Saturday, May 22, 2010
Here's our summer wind assessment crew at work. This healthy outdoor activity, which is done in support of community-owned wind projects all around the state, requires the lifting and lowering of our NRG wind assessment towers and their transport from one site to another. This requires field work and a fair amount of humping of steel tube, steel cable, and precious, expensive anemometers and computer loggers.
That, at least, is the outdoor part. Then there's the indoor part, which is the crunching of the resultant data and writing of scientific reports that tell communities whether or not the have wind enough for a community-owned turbine.
To facilitate this work I've hired a merry crew of students, who will be driving with me all around the great State o' Maine much of the summer, putting up and taking down these towers, crunching the data, writing reports, and, the Holy Grail adding the knowledge to our growing fund of public-domain wind power data in this state.

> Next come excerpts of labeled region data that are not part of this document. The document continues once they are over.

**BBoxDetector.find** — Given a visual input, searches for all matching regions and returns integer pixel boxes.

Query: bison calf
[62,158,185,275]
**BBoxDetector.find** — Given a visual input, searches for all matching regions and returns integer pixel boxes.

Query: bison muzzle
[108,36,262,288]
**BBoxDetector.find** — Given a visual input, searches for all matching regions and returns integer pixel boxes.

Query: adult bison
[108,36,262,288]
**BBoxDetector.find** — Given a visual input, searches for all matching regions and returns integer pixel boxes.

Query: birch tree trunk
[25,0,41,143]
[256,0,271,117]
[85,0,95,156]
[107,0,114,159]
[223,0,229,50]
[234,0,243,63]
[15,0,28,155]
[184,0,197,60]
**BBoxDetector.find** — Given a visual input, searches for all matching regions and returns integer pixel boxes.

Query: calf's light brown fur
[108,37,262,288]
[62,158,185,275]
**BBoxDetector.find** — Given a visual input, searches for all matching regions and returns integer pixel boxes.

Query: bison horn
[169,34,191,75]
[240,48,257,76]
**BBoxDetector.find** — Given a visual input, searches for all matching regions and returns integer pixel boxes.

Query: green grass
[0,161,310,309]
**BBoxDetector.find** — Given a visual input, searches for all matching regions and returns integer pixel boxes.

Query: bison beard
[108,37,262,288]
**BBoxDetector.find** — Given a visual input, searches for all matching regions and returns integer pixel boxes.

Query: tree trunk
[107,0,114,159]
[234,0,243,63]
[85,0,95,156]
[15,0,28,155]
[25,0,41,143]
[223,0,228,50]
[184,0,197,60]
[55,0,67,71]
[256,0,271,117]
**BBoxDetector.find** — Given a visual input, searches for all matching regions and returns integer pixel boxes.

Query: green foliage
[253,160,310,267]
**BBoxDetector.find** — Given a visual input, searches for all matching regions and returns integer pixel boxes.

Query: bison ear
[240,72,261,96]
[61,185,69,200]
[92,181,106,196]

With that data we hope to calculate a new, more accurate model for wind prediction in the state, and use that model to create an undated GIS wind map. The value of this work would be millions of dollars, if we can reduce the need for expensive wind studies by creating a more definitive wind map. The one we have now, created by a commercial firm under contract to the federal government a few years ago, doesn't work very well, and in fact has been demonstrated to be unreliable on several sites where we have taken direct measurements.